The amount of compensation should not be affected by the employer's financial status.


February 2020

Employer's responsibility for mobbing at an integration trip

The provisions of the labor law clearly show that in certain cases the employer may be responsible for mobbing at the workplace, also in a situation where he did not directly participate in it. But what if such a situation occurred during an integration trip?

The Supreme Court in judgment II PK 341-15-1 replies that everything depends on the nature of the trip.

The quoted dispute concerned the alleged situation of employee sexual harassment that occurred during a business trip where alcohol was consumed.
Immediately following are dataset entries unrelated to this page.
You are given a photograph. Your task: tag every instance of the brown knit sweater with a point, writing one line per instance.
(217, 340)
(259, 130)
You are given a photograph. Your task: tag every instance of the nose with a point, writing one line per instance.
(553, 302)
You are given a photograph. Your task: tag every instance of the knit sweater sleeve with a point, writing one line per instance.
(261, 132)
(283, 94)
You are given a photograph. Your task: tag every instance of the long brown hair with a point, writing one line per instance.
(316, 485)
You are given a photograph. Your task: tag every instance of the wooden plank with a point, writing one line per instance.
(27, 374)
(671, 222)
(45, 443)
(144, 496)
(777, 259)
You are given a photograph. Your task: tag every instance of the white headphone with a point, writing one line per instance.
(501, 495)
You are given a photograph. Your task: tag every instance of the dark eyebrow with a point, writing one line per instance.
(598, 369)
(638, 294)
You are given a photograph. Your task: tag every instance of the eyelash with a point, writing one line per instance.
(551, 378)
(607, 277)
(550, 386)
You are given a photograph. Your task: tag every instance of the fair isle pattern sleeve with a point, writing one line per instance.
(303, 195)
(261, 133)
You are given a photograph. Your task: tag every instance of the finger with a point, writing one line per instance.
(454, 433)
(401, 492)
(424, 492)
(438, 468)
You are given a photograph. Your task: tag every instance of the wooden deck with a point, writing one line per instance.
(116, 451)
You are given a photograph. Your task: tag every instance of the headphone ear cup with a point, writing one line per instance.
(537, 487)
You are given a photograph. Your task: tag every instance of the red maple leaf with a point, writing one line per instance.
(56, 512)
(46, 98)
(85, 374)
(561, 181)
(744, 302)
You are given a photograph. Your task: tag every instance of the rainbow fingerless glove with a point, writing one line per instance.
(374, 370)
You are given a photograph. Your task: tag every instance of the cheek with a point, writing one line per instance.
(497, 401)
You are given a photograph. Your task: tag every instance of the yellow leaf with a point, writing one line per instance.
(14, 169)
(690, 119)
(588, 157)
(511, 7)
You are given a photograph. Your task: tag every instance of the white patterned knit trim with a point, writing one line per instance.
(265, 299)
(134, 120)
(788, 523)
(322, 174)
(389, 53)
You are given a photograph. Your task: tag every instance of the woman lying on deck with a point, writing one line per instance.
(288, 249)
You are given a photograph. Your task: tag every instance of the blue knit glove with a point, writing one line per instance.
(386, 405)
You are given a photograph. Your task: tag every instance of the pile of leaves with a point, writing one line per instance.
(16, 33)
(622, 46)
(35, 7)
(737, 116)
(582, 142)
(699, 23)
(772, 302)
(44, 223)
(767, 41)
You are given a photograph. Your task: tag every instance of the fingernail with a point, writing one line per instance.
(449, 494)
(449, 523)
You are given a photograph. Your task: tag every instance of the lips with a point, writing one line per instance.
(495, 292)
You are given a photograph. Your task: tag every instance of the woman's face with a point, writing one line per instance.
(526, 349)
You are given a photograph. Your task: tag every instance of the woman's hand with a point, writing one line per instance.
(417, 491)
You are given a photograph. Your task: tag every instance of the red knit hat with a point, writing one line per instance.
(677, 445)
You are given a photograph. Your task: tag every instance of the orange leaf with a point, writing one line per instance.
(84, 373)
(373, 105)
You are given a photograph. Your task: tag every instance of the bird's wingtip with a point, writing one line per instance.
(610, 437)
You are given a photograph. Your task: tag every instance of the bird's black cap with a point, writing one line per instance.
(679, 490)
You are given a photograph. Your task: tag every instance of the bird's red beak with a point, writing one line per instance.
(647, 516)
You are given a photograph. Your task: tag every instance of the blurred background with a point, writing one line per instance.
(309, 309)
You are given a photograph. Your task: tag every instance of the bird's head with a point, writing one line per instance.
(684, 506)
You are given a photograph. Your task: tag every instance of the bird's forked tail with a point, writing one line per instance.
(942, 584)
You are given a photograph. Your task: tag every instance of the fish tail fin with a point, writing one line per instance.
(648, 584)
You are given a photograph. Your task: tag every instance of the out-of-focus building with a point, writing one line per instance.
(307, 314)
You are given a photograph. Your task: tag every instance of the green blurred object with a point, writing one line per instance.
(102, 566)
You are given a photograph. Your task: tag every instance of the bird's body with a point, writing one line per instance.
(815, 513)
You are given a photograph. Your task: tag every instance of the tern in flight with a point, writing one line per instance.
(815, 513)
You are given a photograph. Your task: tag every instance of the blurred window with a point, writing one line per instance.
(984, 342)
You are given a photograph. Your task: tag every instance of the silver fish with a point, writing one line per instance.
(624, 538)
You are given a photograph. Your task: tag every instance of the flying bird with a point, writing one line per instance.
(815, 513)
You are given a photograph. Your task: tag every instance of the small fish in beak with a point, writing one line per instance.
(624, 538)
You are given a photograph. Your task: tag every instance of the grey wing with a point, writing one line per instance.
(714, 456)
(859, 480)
The woman fell asleep in the bed of a friend who had been sleeping next to her all night.

After this event, the woman got a long-term sick leave, she also benefited from mental health counseling due to severely disturbed psychosomatic and psychosocial functioning, with features of a maladaptive reaction that prevents her from performing basic social roles and diagnosing post-traumatic stress disorder.

Interestingly, the dispute concerned employees of the National Labor Inspectorate. A former employee demanded that the employer pay compensation for discrimination in employment and sexual harassment of 50,000. zlotys. Criminal proceedings were conducted regarding the behavior of employees, but they were discontinued. Civil Procedure number of violations of personal rights was dismissed. Eventually, the case went to the Supreme Court.

The Supreme Court dismissed the cassation complaint and stated that everything that took place on such a trip was "non-employee" and could not be subject to the Labor Code. As the Supreme Court emphasized: "an employer is not a guardian of his employees' morality outside of time and place of work, including during a private trip of employees on a foreign trip, therefore, due to the break of the time-local-causal relationship with employment, he is not responsible for the potential sexual harassment of a participant of such a trip by another participant in this private event. "

If we are dealing with a trip organized by employees of one workplace, but staying on vacation leave so that the employer is not a formal organizer of their departure, the case looks completely different than if it had been at the place and time of work. In this case, we are dealing with a private tour, in circumstances not related to employment relations. The Supreme Court also emphasized that the fact of alcohol consumption by tour members indicates that it cannot be qualified as a trip "during work", as this would involve serious disciplinary responsibility.

 

 

January 2020

Anti-bullying characteristics

As it results from the provisions of the Labor Code, it is the employer's duty to prevent mobbing. This does not mean that he is always responsible when mobbing in the workplace takes place (it is worth noting that this does not apply to the responsibility of the mobber himself). If the plant has properly organized and effective methods of responding to reported mobbing situations, the employer has nothing to fear. It is crucial, however, that he try to authentically and honestly investigate each reported violation of law, and if such a situation is found - draw real consequences for the perpetrators.

This is also important for employees who want to claim compensation as a victim of mobbing - if a person in this situation does not give the employer a chance to respond to the reported violations of law, he will be able to easily avoid liability.